Linear regression is the workhorse of data analysis. Given a set of (x, y) pairs, it finds the single straight line that minimises the total squared distance from every point to the line — the ordinary least-squares (OLS) line. Whether you are studying hours versus exam scores, advertising spend versus sales, temperature versus crop yield, or any other two numeric variables, this calculator gives you the complete statistical picture in seconds, entirely in your browser.
How it works
The calculator solves the normal equations for simple linear regression:
β₁ = SS_xy / SS_xx where SS_xy = Σ(xᵢ − x̄)(yᵢ − ȳ) and SS_xx = Σ(xᵢ − x̄)²
β₀ = ȳ − β₁ · x̄
Once β₀ and β₁ are known, every fitted value is ŷᵢ = β₁xᵢ + β₀ and every residual is eᵢ = yᵢ − ŷᵢ. From these the calculator computes:
- Pearson r = SS_xy / √(SS_xx · SS_yy) — linear correlation, −1 to +1
- R² = r² — fraction of variance in y explained by x
- RSE = √(SSE / (n − 2)) — residual standard error, the typical prediction error in y-units
- SE(β₁) = RSE / √SS_xx — uncertainty around the slope
- SE(β₀) = RSE · √(Σxᵢ² / (n · SS_xx)) — uncertainty around the intercept
- t-statistics for both coefficients: t = estimate / SE
- Full ANOVA table with regression, error and total rows
The interactive scatter plot draws the fitted line over the data points and labels R² directly on the chart for immediate visual confirmation.

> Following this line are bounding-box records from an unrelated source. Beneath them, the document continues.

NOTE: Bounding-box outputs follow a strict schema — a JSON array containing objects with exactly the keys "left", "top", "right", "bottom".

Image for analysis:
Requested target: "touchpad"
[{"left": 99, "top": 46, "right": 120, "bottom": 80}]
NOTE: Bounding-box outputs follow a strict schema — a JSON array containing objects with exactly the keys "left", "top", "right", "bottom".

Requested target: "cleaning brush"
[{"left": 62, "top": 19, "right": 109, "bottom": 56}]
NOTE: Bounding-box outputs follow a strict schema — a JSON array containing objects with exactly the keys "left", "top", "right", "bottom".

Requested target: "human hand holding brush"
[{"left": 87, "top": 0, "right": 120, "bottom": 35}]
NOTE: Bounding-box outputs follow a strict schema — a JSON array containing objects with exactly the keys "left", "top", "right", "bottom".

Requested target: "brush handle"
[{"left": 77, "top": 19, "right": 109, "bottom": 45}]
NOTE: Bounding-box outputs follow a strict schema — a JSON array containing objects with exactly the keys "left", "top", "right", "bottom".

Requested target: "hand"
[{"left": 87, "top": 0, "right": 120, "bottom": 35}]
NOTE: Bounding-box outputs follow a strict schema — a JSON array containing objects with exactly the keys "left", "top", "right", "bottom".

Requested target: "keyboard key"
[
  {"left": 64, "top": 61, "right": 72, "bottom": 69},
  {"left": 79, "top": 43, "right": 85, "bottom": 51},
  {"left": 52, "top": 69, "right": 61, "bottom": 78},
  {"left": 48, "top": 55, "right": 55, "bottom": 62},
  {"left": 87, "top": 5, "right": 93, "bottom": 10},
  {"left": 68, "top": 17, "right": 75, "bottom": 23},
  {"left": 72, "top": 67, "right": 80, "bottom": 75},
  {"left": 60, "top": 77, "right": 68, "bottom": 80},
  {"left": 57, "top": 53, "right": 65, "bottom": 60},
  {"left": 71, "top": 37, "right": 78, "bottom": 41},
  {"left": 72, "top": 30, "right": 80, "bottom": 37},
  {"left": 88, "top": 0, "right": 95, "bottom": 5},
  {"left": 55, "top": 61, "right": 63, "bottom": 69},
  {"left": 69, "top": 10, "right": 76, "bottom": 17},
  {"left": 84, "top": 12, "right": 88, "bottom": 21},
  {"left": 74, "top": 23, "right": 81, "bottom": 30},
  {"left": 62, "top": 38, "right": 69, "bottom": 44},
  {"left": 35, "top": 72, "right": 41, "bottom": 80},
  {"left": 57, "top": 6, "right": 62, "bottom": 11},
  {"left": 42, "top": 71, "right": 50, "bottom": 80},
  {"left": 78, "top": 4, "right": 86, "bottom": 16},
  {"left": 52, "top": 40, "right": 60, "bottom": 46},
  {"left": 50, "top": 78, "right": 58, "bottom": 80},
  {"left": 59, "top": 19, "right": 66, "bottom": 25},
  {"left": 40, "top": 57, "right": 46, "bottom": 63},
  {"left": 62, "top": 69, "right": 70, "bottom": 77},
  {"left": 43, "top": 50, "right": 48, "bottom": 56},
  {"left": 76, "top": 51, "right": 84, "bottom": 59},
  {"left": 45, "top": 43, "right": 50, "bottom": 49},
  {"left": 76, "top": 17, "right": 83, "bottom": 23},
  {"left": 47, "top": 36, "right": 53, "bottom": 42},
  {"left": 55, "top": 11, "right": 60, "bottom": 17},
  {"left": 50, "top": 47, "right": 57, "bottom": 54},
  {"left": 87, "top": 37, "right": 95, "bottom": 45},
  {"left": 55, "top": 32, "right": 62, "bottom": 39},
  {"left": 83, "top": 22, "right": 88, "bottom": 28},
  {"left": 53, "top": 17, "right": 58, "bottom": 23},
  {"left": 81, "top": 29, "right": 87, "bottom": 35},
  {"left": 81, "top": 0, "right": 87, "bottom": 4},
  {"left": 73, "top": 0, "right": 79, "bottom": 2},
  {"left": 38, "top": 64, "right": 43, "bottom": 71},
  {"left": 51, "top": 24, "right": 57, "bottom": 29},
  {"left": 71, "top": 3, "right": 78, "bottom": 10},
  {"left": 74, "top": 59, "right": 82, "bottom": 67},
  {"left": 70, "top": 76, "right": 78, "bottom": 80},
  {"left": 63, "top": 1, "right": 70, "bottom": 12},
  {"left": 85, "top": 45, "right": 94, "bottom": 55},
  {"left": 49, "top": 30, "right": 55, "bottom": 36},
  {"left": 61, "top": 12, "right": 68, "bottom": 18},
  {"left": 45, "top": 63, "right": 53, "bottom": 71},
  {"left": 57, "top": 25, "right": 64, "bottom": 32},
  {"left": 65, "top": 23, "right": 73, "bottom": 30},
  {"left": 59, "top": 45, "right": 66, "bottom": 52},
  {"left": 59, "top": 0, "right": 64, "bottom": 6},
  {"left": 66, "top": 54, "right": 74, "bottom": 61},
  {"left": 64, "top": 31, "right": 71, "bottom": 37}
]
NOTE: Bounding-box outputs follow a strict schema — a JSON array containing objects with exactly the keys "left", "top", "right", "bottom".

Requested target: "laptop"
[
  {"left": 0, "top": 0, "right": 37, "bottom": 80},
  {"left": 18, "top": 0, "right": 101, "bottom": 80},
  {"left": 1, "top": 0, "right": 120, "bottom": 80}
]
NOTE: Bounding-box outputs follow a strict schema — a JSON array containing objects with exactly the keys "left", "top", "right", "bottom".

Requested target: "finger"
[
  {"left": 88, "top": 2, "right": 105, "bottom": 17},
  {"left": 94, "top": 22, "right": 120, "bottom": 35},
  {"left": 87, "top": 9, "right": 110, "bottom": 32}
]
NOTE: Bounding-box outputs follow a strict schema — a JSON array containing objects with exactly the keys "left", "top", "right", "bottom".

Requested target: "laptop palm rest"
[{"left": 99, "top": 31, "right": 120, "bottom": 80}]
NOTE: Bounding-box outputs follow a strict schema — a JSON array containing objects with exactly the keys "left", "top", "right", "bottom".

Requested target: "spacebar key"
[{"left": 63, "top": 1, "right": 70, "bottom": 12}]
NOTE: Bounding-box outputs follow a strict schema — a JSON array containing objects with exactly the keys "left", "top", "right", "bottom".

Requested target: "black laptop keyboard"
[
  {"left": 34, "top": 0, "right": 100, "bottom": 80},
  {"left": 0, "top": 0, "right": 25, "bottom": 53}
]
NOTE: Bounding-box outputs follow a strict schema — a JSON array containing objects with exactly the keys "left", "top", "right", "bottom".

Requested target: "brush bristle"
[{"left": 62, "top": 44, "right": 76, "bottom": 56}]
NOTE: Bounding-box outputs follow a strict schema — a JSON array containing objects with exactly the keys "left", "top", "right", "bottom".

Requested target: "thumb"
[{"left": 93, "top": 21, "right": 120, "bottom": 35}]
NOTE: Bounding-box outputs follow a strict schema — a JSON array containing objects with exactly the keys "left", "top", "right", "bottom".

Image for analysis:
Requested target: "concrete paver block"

Worked example — study hours vs exam score
Using the built-in demo data (12 students, study hours 1–10, scores 52–97):
| Statistic | Value |
|---|---|
| Slope β₁ | 5.0559 |
| Intercept β₀ | 45.9779 |
| R | 0.9944 |
| R² | 0.9888 |
| RSE | 1.43 |
Interpretation: The regression line is ŷ = 5.06·x + 46.0. Each extra hour of study predicts roughly 5 more marks. R² = 0.989 means study hours explain 98.9% of the variance in exam scores for this sample — an almost perfectly linear relationship. The RSE of 1.43 marks tells you the model’s typical prediction error is less than 1.5 marks.
Prediction: A student who studies 7.5 hours is predicted to score ŷ = 5.06 × 7.5 + 46.0 = 83.9 marks.
Formula reference
Slope β₁ = Σ(xᵢ−x̄)(yᵢ−ȳ) / Σ(xᵢ−x̄)²
Intercept β₀ = ȳ − β₁·x̄
Fitted ŷᵢ = β₁·xᵢ + β₀
Residual eᵢ = yᵢ − ŷᵢ
SSE Σeᵢ²
RSE √(SSE/(n−2))
SE(β₁) RSE / √SS_xx
SE(β₀) RSE · √(Σxᵢ²/(n·SS_xx))
r SS_xy / √(SS_xx · SS_yy)
R² r²
All computations happen in your browser. No data is ever sent to a server.